Despite declining to join the team at Manta Ray Submarines, Kaiulani had, in her own pleasurable and unique way, done her part to help the business get off the ground. What had started innocently enough in a chance encounter with the submerged sub had turned into a legend of sorts and now seemed to account for the fact that the first dive of the day was the most popular by far. By the time she was in position the DreamWeaver had taken on its two passengers and was motoring on the surface out towards the channel. As she watched, the sleek shape slipped effortlessly beneath the waves, leaving only a smooth patch of water in its now invisible wake.
Kaiulani took several deep breaths and counted slowly to thirty, then jackknifed and propelled herself gracefully down to the side of the coral pinnacle below.

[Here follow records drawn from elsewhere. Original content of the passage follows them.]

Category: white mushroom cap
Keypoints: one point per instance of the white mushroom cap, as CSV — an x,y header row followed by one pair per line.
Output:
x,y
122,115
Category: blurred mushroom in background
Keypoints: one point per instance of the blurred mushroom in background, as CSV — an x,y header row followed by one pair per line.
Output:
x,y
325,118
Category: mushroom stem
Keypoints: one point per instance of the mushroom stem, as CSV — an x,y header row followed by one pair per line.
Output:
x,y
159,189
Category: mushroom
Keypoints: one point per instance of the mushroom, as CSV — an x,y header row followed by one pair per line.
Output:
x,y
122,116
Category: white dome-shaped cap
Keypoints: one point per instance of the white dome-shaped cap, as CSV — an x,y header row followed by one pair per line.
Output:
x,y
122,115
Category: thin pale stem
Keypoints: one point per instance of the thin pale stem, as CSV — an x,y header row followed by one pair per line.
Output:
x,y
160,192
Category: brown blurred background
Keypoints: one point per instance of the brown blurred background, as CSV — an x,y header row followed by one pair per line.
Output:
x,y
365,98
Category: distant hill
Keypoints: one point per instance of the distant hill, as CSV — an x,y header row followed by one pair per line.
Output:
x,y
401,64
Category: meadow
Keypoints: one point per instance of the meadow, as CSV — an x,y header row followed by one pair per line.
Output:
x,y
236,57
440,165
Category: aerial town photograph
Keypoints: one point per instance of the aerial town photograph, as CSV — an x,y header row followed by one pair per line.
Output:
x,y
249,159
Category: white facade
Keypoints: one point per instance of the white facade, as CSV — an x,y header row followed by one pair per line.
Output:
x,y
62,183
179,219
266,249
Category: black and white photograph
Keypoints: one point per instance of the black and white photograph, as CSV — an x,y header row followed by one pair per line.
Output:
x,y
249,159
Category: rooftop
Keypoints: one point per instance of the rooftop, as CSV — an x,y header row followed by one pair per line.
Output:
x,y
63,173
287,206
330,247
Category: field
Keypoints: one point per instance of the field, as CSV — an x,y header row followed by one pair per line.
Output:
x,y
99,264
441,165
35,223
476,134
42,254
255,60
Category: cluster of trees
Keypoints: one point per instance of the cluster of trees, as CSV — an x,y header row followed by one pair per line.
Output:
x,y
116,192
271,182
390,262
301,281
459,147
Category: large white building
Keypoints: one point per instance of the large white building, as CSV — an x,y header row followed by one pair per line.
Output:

Once in position she quickly removed the top and bottom of her bikini and stuffed them into a crevice. She could hear the high-pitched note of the DreamWeaver’s thrusters long before she saw the sub gliding toward her through the sunlit water. Kicking hard, Kaiulani set out for the bottom and then turned on her back and watched as the DreamWeaver approached twenty feet above her. She saw the blurry visage of Chris Pope wave from the center view port and imagined with satisfaction the open mouthed astonishment of the two men on either side of him. Then the perfect symmetry of the manta shape passed overhead and she rose beneath it and positioned herself. Trailing behind the body of the sub was the manta’s tail, a thin, stiff whip-like appendage. With a surge of speed Kai reached out and grabbed the tip as it went by. Holding tight with one hand, she hitched a ride for an eternal few seconds beneath the blue bowl of the sky, a creature of delight at play in the home of her ancestors.